観光がつなぐ タクシーと旅行者(3)
和歌山県串本町(旧・古座町)ではカヌータクシーが走る。夏のシーズンには専用キャリアにカヌーを載せたタクシーが川の上流へひっきりなしに向かう。今年も8月だけで2千人がタクシーに乗って、カヌーを楽しんだ。
和歌山県串本町「カヌータクシー」
古座川河口に近いJR古座駅。駅舎には、カヌーレンタルを受け付ける古座観光協会の事務局があり、着替えのための脱衣場なども備わる。すぐ隣の艇庫には約100艇のカヌーが用意され、ライフジャケットなどを貸し出す。カヌーを借りて、パドルの漕ぎ方を教わったら、カヌータクシーに乗車。運転手はカヌーの積み下ろしを手伝い、川沿いの道すがら「あそこは、よくひっくり返っている人がいるんで気をつけて」などと声をかける。後は、カヌーの経験度によって異なるスタートポイントの河原に乗りつけてくれる。

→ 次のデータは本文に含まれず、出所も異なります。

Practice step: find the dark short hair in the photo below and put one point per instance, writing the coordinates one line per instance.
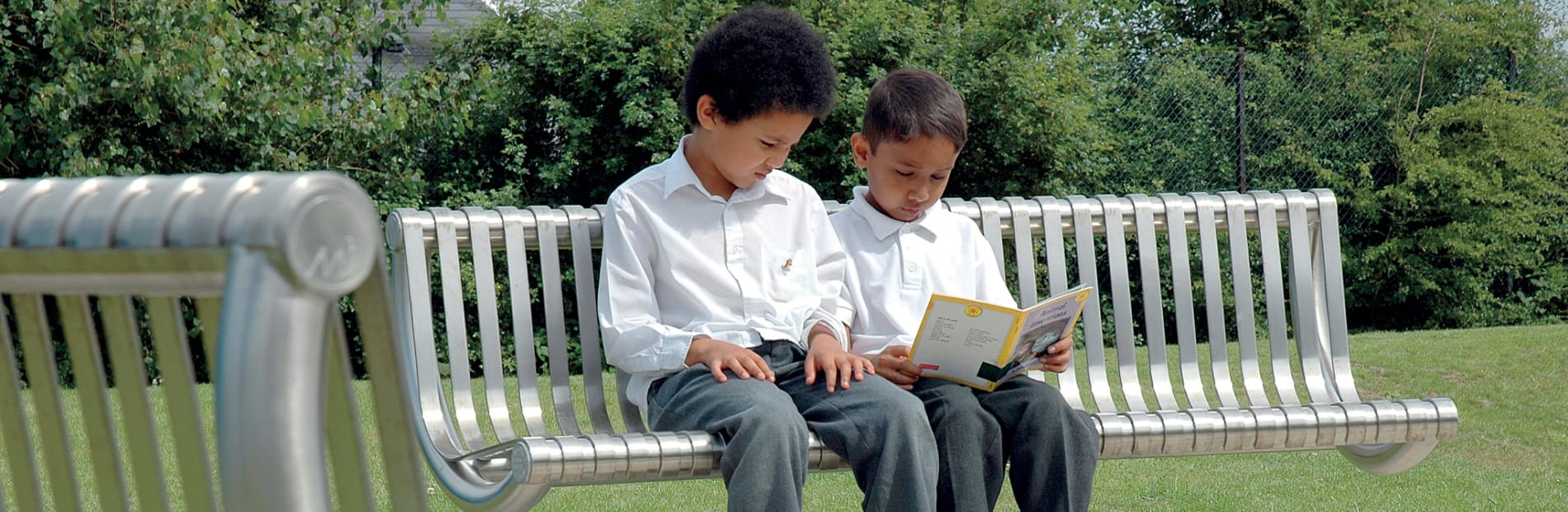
(761, 60)
(909, 102)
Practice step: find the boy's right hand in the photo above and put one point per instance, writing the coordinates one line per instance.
(720, 355)
(894, 365)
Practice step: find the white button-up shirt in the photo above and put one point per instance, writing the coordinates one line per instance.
(679, 261)
(897, 266)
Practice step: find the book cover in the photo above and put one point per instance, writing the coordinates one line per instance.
(984, 344)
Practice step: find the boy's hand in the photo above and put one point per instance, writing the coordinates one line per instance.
(894, 365)
(720, 355)
(836, 365)
(1059, 355)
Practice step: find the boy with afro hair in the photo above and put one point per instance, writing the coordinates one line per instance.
(721, 278)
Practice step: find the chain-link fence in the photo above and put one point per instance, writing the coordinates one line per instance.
(1308, 120)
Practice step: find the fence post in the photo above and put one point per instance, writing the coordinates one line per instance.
(1240, 120)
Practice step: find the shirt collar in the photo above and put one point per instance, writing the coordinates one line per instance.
(881, 225)
(679, 173)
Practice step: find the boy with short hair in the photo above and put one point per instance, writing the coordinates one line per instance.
(904, 250)
(721, 278)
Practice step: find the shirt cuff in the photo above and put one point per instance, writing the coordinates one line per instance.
(833, 327)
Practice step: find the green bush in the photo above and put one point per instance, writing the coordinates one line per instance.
(204, 87)
(1476, 228)
(588, 95)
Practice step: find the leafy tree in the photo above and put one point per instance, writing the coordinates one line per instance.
(1474, 230)
(200, 87)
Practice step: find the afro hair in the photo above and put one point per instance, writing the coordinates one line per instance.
(761, 60)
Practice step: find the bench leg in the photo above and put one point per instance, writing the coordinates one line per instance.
(1390, 457)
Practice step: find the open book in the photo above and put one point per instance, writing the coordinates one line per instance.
(984, 344)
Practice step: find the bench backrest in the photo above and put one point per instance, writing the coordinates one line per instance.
(233, 278)
(1254, 273)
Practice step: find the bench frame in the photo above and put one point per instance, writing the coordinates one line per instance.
(1311, 404)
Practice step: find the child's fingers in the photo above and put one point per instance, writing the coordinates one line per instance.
(894, 376)
(736, 365)
(830, 374)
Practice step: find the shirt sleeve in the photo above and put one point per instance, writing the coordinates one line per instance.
(989, 287)
(833, 266)
(634, 336)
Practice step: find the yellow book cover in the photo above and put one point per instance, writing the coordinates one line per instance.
(984, 344)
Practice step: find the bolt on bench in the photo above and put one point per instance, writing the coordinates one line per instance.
(1256, 320)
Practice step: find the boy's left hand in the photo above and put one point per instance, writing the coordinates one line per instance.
(1059, 355)
(838, 367)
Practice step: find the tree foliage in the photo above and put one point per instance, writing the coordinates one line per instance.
(200, 87)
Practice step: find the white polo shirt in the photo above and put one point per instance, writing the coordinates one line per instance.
(679, 261)
(897, 266)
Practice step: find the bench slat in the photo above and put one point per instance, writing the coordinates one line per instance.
(179, 384)
(93, 391)
(451, 272)
(344, 443)
(1093, 332)
(130, 385)
(1334, 294)
(1153, 304)
(1023, 252)
(1214, 304)
(515, 225)
(411, 272)
(1181, 294)
(588, 316)
(548, 224)
(13, 428)
(1242, 289)
(1273, 296)
(1305, 304)
(45, 382)
(489, 322)
(1122, 306)
(1052, 212)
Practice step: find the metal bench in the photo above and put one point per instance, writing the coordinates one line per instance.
(1250, 273)
(109, 266)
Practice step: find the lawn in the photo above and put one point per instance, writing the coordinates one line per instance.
(1512, 449)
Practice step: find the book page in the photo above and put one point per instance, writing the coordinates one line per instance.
(965, 339)
(1043, 325)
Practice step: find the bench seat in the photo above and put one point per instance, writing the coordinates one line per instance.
(1245, 287)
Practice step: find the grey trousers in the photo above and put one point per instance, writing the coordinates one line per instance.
(1024, 421)
(878, 429)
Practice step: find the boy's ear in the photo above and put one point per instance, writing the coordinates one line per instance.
(862, 148)
(707, 111)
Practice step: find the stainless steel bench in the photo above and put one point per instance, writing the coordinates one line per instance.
(107, 268)
(1254, 275)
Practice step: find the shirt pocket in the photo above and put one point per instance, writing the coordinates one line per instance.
(791, 275)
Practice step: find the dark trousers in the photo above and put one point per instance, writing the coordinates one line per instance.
(878, 429)
(1024, 421)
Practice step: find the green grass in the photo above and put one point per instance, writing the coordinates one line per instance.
(1512, 449)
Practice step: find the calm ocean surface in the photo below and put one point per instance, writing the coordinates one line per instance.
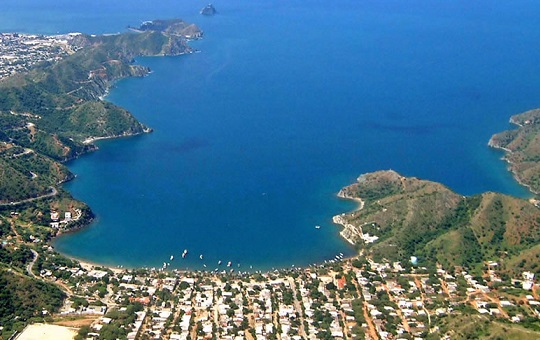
(287, 102)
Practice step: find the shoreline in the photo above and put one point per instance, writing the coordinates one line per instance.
(349, 232)
(510, 168)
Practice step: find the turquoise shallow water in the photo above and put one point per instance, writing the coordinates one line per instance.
(287, 102)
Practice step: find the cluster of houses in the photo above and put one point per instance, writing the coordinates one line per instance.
(340, 300)
(19, 52)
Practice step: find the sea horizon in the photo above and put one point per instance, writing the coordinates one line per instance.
(255, 135)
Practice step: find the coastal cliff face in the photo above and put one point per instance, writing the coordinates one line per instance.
(522, 147)
(56, 110)
(404, 216)
(173, 27)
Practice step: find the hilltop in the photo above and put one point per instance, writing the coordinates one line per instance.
(405, 217)
(522, 147)
(54, 110)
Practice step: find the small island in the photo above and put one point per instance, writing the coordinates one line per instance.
(431, 263)
(208, 10)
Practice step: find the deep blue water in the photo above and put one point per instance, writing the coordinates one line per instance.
(287, 102)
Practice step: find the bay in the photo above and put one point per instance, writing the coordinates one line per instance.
(287, 102)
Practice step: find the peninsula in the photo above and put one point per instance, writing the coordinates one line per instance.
(431, 263)
(522, 148)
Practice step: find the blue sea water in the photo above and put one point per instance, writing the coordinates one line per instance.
(287, 102)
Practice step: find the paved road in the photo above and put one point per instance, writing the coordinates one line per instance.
(31, 264)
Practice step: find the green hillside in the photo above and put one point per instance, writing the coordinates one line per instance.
(413, 217)
(522, 147)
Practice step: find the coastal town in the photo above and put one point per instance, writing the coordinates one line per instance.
(20, 52)
(355, 298)
(361, 297)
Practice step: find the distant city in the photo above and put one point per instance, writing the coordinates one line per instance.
(19, 52)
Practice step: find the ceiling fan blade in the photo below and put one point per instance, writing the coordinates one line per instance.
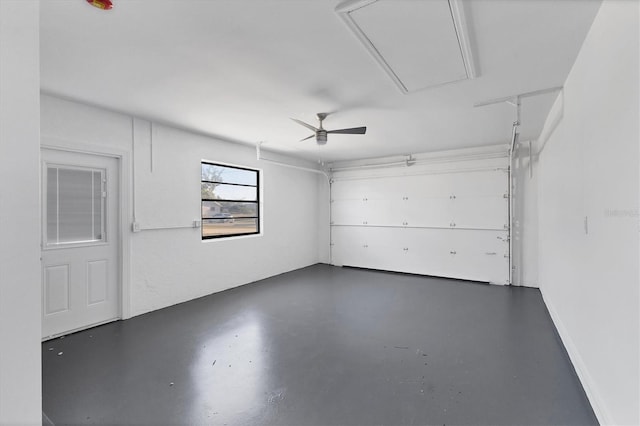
(351, 131)
(308, 126)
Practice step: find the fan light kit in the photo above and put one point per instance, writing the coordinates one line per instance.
(321, 133)
(101, 4)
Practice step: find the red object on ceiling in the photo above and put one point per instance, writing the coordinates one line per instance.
(101, 4)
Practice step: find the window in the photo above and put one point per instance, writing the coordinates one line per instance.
(75, 205)
(230, 201)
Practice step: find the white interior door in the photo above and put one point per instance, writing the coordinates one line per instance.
(80, 241)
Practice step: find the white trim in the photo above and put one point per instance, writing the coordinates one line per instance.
(124, 169)
(590, 388)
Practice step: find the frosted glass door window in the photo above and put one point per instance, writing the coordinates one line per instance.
(75, 205)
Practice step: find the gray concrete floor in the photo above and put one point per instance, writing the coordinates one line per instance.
(323, 346)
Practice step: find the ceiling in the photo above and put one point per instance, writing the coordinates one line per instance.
(239, 69)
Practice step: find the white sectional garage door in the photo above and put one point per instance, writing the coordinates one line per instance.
(450, 224)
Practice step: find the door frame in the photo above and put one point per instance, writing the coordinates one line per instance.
(124, 211)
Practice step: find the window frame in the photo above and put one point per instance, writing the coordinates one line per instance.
(258, 217)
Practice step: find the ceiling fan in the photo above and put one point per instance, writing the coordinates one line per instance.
(321, 134)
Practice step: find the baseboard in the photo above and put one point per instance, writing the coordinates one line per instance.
(590, 388)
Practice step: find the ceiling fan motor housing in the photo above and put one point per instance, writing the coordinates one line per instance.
(321, 137)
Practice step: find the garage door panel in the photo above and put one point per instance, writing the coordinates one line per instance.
(446, 224)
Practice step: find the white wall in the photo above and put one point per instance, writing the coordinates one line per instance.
(175, 265)
(589, 170)
(20, 367)
(525, 216)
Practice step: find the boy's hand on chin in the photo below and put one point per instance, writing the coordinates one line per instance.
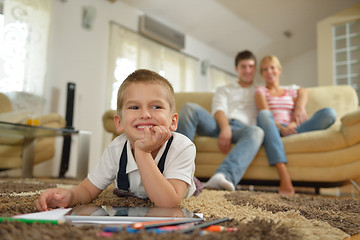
(153, 139)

まさに、身一つで気軽に南紀の清流を楽しめる画期的と言っていいシステム。この間、利用者はレンタル1式2000円とタクシー代1500円(初級コース)を支払うだけだ。
古座川のカヌー事業に立ち上げ時から関わっている串本町観光課の浜地弘貴さんは「古座町は河口のまちですから、カヌーをどう運搬するかがポイントでした。自家用車では漕ぎ終わって上流に車を取りに戻らなくてはいけませんし。それで、スキー場のタクシーを思い出したんです」。
浜地さんは地元のタクシー会社に相談した。「古座は観光に縁がなく、タクシーは平日にお年寄りが通院に使うのが主でした。タクシー会社も共感してくれ、今では夏の繁忙期などには近隣から応援のタクシーが来るほどです。半日で通常の1日分が稼げるそうです」という。
年間100人程度と見込んでいたレンタル開始の01年に1112人、以降右肩上がりで増え07年は5300人に達した。
観タクンといい、駅を拠点にした取り組みは、浜地さんが学生時代から考えていた仮設「駅が賑わえば、その周辺が活性化し、まち全体の元気につながる」を実証したと言える。当時、浜地さんはこうも考えていた。「どこか知らない土地へ車で行っても、駅を目標にすると思うんですよね」。仕掛けひとつで、観光拠点としての駅は再興するのかもしれない。